3次キャッシュ 【third level cache memory】 L3キャッシュ
概要
3次キャッシュ(third level cache memory)とは、CPU(マイクロプロセッサ)などのICチップ内部に設けられたキャッシュメモリのうち、2次キャッシュに収まりきらないデータを格納するために設けられているもの。キャッシュメモリはプロセッサ内部に設けられた少容量の半導体メモリ回路で、メインメモリよりも高速に読み書きが可能となっている。メインメモリから読み込んだ命令やデータを保管しておき、次に必要になったとき高速に読み出すことができるようにする。
プロセッサの中には容量や実装方式の異なる複数段階の3次キャッシュを搭載しているものがある。このうち、実行回路が最も優先的に読み書きを行うものを「1次キャッシュ」(L1キャッシュ)、これに収まりきらないデータを格納するものを「2次キャッシュ」(L2キャッシュ)と呼び、2次キャッシュに収まりきらないデータを3次キャッシュに格納する。

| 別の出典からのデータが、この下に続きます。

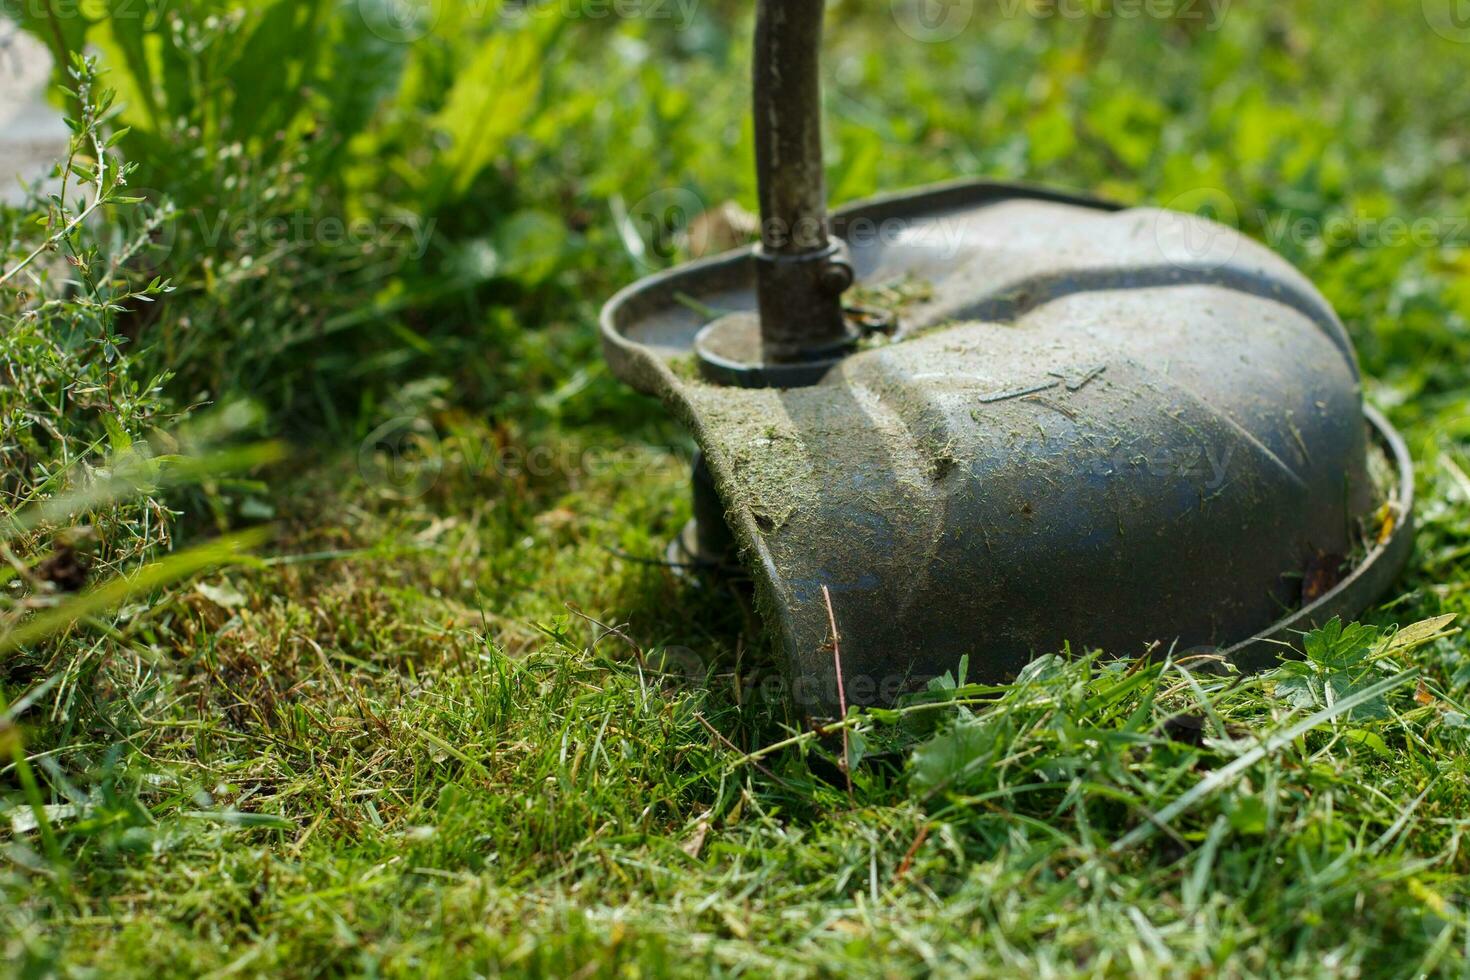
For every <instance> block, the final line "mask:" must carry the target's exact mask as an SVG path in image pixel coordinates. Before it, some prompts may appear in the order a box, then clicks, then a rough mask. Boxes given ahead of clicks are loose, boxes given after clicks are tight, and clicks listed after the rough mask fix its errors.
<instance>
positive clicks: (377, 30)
mask: <svg viewBox="0 0 1470 980" xmlns="http://www.w3.org/2000/svg"><path fill="white" fill-rule="evenodd" d="M357 13H359V15H360V16H362V19H363V25H366V28H368V29H369V31H370V32H372V34H375V35H376V37H379V38H382V40H384V41H388V43H391V44H412V43H413V41H422V40H423V38H425V37H428V35H429V32H431V31H434V28H435V26H437V25H438V22H440V9H438V4H435V3H434V0H357Z"/></svg>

3次キャッシュに収まらないデータは4次キャッシュ(L4キャッシュ)がある場合は4次キャッシュへ、ない場合はメインメモリへ格納される。3次キャッシュは1次キャッシュや2次キャッシュより読み書き速度は低速だが、これらより大きな容量を搭載している。
キャッシュメモリを3次まで用意するプロセッサ製品はあまり一般的ではなく、費用対効果よりもとにかく単体の性能向上を重視する一部のサーバ向けハイエンド製品に稀に見られるのみである。搭載している場合は十数MB(メガバイト)から数十MBと、2次キャッシュの数倍から十数倍程度の容量であることが多い。